Limited release on December 25, 2014. Nationwide release on January 16, 2015. Action/Biography/Drama. This film is rated R for strong and disturbing war violence, and language throughout including some sexual references. Runs 132 minutes. An American production. Directed by Clint Eastwood. Written by Jason Hall. Based on a book by Chris Kyle and Scott McEwen and Jim DeFelice. Cast: Bradley Cooper, Kyle Gallner, Ben Reed, Keir O’Donnell, Kevin Lacz, Jake McDorman, Cory Hardrict, Sienna Miller, Luke Grimes, Sammy Sheik, Mido Hamada, Sam Jaeger, and Chance Kelly.


By Alexander Diminiano

Clint Eastwood is a good director, but also an overrated one. Sure, there’s many films he’s made behind the camera that I thoroughly enjoyed–however, a good director gives us something for us to enjoy, whereas a great director gives us something for us to marvel at. With the exception of “Letters from Iwo Jima”, I’ve reacted to every Eastwood-directed movie the same way. Entertained, but expecting just a bit more.

My reaction has remained unchanged as of “American Sniper”. This film really connects with the emotions with its audience. The true story it recounts proves unmistakably poignant and exciting through Jason Hall’s screenplay. But how much of the screenplay was cut from the final product, I wonder?
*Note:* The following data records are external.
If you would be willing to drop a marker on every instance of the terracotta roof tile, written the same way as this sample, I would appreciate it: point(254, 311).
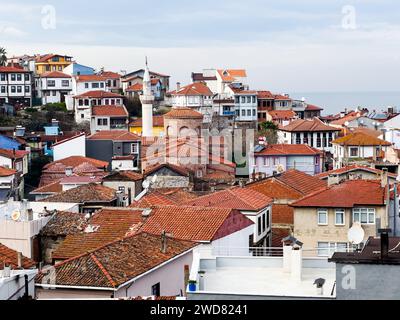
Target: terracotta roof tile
point(115, 135)
point(346, 195)
point(234, 198)
point(183, 113)
point(84, 194)
point(313, 125)
point(110, 111)
point(118, 262)
point(360, 139)
point(194, 223)
point(9, 257)
point(6, 172)
point(113, 224)
point(288, 149)
point(64, 223)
My immediate reaction once the credits started rolling was a disbelieving “That’s all?”

It’s important to note that the title is “American Sniper”. The keyword is not “sniper,” and if it were, we wouldn’t have such an emotionally built movie. Chris Kyle (Bradley Cooper) may be the most lethal sniper in U.S. history, with 160 reported kills, and likely many more. But he doesn’t relish this statistic at all. In fact, what makes Kyle a respectable hero in “American Sniper” is that he dedicates himself to his country. This is a true patriot, a man who would never lay a finger on another human being if it weren’t to protect the United States of America. What’s saddest about this is watching Kyle come home from each tour of duty. He serves in four of them over in Iraq, and he never manages to return to his family as the same man he was before the war. Bradley Cooper performs convincingly as the man afflicted by post-traumatic stress disorder–the man who can never come home from war except physically.